Pat Buchanan vs. Sarah Brady
May 08, 1991
Mr. Patrick Buchanan
Dear Mr. Buchanan:
Thank you for speaking out on “Crossfire” against the Brady Bill.
Your opponent Michael Kinsley kept demanding of you and Mr. Heston: “What would be the harm of asking [sic] people to wait seven days before they could get their hands on a handgun?” Perhaps Mr. Kinsley can better appreciate gun owners’ “hysterical opposition” if one answers his question with another question: `What would be the harm of “asking” people to wait seven days before they could see and hear news stories?’
Applying the logic of Brady Bill advocates, local police chiefs such as Daryl Gates would evaluate footage of say, the Rodney King beating for its potential to “undermine public order.” (Perhaps even conduct background checks on potential purchasers of video camcorders. Black troublemaker Al Sharpton need not apply.) Hot-headed, crusading news editors would have the benefit of a week long “cooling off” period to reconsider the wisdom of their editorial choices. In Congressman AuCoin’s words, “a simple…seven day wait, a modest inconvenience.”
Perhaps Tipper Gore would evaluate problematic films prior to theatrical release, films such as Scorsese’s “Taxi Driver,” which according to John Hinckley’s own testimony inspired him to fire the shots which struck James Brady.
If expediency and pragmatism are the criteria by which legislation is to be evaluated, why not censor films, books, and print and broadcast media in order to prevent future criminal acts, the First Amendment be damned?
Congressman AuCoin remarked that when it came to gun control the NRA has always favored “nothing at all,” as if that fact invalidated the legitimacy of their Second Amendment concerns.

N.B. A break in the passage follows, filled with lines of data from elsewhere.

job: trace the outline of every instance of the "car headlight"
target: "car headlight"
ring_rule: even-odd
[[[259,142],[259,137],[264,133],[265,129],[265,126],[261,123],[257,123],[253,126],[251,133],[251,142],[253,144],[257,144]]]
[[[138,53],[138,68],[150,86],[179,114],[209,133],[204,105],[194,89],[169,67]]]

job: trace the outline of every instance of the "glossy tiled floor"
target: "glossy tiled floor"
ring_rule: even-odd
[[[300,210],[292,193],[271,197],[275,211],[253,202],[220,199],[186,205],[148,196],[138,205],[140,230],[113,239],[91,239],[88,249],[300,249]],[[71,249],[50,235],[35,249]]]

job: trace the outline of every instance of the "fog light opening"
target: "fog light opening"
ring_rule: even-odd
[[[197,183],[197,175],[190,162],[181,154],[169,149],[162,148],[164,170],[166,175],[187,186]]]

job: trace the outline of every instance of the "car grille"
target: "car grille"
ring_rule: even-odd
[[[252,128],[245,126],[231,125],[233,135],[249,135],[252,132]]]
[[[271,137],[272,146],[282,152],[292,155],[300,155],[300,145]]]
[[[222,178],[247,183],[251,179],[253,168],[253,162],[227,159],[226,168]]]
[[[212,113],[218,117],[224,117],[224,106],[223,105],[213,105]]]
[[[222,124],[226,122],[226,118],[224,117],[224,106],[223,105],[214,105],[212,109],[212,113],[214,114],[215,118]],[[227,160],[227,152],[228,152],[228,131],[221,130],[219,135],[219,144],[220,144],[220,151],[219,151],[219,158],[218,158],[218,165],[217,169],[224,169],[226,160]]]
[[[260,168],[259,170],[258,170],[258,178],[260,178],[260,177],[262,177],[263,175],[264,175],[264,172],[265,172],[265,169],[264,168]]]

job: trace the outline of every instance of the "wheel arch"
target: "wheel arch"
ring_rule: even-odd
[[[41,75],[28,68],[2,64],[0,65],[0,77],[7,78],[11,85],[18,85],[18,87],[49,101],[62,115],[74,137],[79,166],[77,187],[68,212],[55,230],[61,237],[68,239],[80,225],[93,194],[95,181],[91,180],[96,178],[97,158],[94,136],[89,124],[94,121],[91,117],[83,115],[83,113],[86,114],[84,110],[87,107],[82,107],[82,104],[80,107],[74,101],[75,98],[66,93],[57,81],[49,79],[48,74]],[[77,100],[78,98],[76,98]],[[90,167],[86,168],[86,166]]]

Since the ACLU has always favored “nothing at all” in reference to infringements of the First Amendment, that presumably invalidates their concerns as well.
James Madison, who framed the First Amendment said:
“Americans have the right and advantage of being armed, unlike the citizens of other countries which are afraid to trust the people with arms.”
Do you suppose he knew something about the underlying principle of individual rights that Connie Chung, Peter Jennings, Sarah Brady and Congressman Les AuCoin don’t?